The poll, completed by almost 70,000 workers, revealed a deep sense of dissatisfaction and job insecurity at the beleaguered government department.
Almost 90% of staff have no confidence in the DWP’s senior management
87% don’t think the promotion system is fair, and 63% are not satisfied with their job security. Only 14% consider the DWP well managed.
Just 23% of employees think their pay is reasonable and their career development needs are met. And almost two-thirds don’t believe the department is a safe environment to speak up in. More than 80% think PDS – the department’s controversial performance appraisal system and the subject of past industrial action – is unfair.

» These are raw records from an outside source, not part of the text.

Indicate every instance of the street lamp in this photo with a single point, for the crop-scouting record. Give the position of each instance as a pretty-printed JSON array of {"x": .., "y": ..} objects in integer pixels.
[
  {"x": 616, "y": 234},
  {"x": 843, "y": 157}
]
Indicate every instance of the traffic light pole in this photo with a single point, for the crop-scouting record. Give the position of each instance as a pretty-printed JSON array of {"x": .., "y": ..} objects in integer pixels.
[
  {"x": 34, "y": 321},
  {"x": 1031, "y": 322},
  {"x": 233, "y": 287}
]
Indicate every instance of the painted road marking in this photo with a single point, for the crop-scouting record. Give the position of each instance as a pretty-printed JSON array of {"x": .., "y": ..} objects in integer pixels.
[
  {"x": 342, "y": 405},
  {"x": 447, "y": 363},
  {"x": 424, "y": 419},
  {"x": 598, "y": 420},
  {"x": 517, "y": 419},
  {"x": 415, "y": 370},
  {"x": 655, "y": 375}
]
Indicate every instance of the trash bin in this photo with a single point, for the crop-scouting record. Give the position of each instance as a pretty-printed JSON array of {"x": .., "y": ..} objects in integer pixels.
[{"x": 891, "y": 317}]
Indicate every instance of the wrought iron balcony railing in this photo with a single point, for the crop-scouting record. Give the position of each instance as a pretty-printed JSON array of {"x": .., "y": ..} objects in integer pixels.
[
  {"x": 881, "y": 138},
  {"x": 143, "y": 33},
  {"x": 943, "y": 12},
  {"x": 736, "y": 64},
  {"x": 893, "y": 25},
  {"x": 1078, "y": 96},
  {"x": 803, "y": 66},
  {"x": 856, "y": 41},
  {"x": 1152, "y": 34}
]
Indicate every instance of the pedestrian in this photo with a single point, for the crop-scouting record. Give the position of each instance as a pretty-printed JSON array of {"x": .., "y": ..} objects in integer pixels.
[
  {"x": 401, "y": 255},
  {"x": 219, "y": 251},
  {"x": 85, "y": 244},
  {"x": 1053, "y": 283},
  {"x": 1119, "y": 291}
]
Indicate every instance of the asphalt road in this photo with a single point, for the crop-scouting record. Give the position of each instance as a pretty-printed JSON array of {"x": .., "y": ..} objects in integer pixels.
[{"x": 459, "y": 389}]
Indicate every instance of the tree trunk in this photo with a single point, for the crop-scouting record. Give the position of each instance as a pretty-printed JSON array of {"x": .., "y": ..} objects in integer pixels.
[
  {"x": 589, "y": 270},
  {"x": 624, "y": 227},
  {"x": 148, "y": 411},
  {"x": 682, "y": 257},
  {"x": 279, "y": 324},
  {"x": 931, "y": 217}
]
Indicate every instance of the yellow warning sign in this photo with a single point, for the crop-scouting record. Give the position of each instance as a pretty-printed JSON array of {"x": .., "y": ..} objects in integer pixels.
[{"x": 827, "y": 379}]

In his message to staff accompanying the results, Leigh Lewis, the DWP’s permanent secretary, insisted the department was making progress. But the Public and Commercial Services Union (PCS), which represents the vast majority of DWP staff, said the survey showed that senior management had “a long way to go” to convince workers they could manage the organisation properly.
A statement on the PCS website said: “It will seem very complacent to most employees to suggest that in most respects there has been an improvement. What possible satisfaction can there be in the result that [the proportion of] employees who have confidence in our senior managers has increased from 10% to a still absolutely abysmal 13%?”
A DWP spokeswoman admitted there was room for improvement. “As a department, we are going through a very large change programme involving large-scale staff reductions,” she told Personnel Today. “We will do everything we can to improve the results.”
Talks are due to take place in the next few weeks between the DWP, the PCS and other unions on pay, improving employee relations, and reviewing HR policies at the department.